Rustproof Wood Siding Nails
DEAR TIM: We are getting ready to install some plain beveled wood siding on a room addition project. As you can see from the photos (not shown in this column), we live next to the ocean. We are afraid of stains. What kind of nails do you recommend that we should use? Are galvanized nails sufficient? Also, do you have any suggestions with respect to nailing the wood siding? N. B.
DEAR N. B.: Does that room addition happen to have a spare bedroom for a traveling columnist? Seriously, I do love the ocean and the ocean environment loves to corrode metal. As such, you should only use one type of siding nail, that being a type 316 stainless steel siding nail. High quality galvanized nails will work in just about every location except for yours.
Galvanized siding nails are available in many different types and grades of quality. There are four types of galvanized nails: mechanical plated, hot-galvanizing, electroplated, and hot dipped. All of these types have a zinc coating which is applied to a standard steel nail. However, the thickness of the zinc coating and manner in which it is bonded to steel varies significantly.
Mechanically plated galvanized nails receive a thin coating of zinc dust which is applied to cold steel nails. Sometimes an extra thin layer of chromate is added to these nails. Hot-galvanized nails are not to be confused with hot dipped galvanized nails. The hot-galvanized nails receive a zinc coating by tumbling steel nails in a drum with small zinc chips. The drum is heated and rotated and the zinc chips melt. However, the coating results are often uneven. The bond between the steel nail and the zinc is not as good as it could be.
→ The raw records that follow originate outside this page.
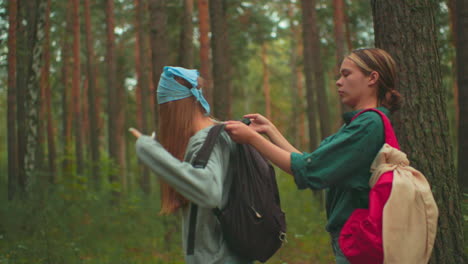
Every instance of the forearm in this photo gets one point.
(278, 156)
(279, 140)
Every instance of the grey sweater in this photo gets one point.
(207, 187)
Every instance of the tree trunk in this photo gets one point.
(204, 28)
(76, 87)
(407, 30)
(120, 118)
(307, 25)
(67, 110)
(159, 44)
(34, 14)
(221, 60)
(112, 91)
(266, 82)
(52, 170)
(11, 120)
(186, 36)
(94, 132)
(462, 69)
(142, 89)
(338, 19)
(339, 22)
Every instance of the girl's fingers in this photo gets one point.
(251, 116)
(135, 132)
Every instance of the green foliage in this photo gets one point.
(71, 223)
Electroplated galvanized nails often are very shiny. The thin zinc coating is applied to the steel in an electrolytic solution. The coating of zinc is very thin. This method is often used for nails that are used in pneumatic nail guns. These nails often begin to rust in short order when exposed to any type of weather.
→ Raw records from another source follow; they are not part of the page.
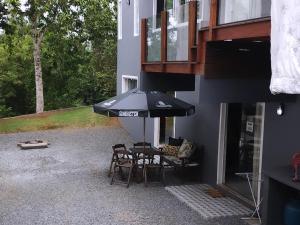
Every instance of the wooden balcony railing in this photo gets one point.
(197, 40)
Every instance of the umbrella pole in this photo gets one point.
(144, 131)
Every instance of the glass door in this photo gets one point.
(244, 147)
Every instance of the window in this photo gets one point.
(136, 17)
(119, 19)
(129, 82)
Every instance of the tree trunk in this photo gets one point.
(38, 74)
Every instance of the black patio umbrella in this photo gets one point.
(137, 103)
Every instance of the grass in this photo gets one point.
(67, 118)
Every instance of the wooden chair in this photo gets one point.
(115, 148)
(152, 165)
(121, 160)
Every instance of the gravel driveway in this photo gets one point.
(68, 184)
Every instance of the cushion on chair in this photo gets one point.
(170, 150)
(175, 141)
(186, 149)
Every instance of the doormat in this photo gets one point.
(214, 193)
(196, 197)
(35, 144)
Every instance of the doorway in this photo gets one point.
(164, 127)
(240, 147)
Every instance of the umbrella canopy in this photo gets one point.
(137, 103)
The best galvanized nails are those that are hot dipped. Steel nails are bathed in molten zinc. The temperature of the molten zinc is so hot that the zinc actually forms an alloy with the outer layer of the steel. The best process involves the nails being dipped a second time. This adds a thick layer of zinc to the nail. If you must use galvanized nails for any outside purpose, only use double hot dipped galvanized nails.
The ultimate exterior nail is stainless steel. These nails are commonly available in two grades: type 304 or type 316. The type 304 stainless steel nails contain 18 percent chromium and 8 percent nickel. These nails will never corrode in most environments. However, ocean spray and mist can contain chlorides which will corrode 304 stainless steel. Type 316 stainless steel contains molybdenum which makes it resistant to attack by ocean water spray or mist.
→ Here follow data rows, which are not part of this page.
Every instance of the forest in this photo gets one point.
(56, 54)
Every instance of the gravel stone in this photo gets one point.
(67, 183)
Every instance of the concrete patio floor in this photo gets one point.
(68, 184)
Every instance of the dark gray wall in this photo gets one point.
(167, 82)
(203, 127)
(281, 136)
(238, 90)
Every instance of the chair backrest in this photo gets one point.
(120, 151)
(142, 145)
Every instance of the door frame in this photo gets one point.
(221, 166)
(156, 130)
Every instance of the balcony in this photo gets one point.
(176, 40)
Nailing your beveled siding is very critical if you want the best results. A large majority of this type of wood siding is often incorrectly nailed. Wood siding will expand and contract in response to changes in moisture content. Because of your ocean location, your siding will be on the move. This movement is greatest across the grain of the wood. The siding must be allowed to move freely with changes in moisture.
To permit this movement, only one nail should penetrate each piece of siding at each wall stud location. These nails must pass through the siding just above the hidden top edge of the piece below. Should you nail into the piece below, you will effectively pin it. Cracks or bulges may appear at a later date. Finally, make sure that the siding nails are long enough to pass through the siding, the exterior sheathing, and into the wall studs a minimum of one and one-half inches.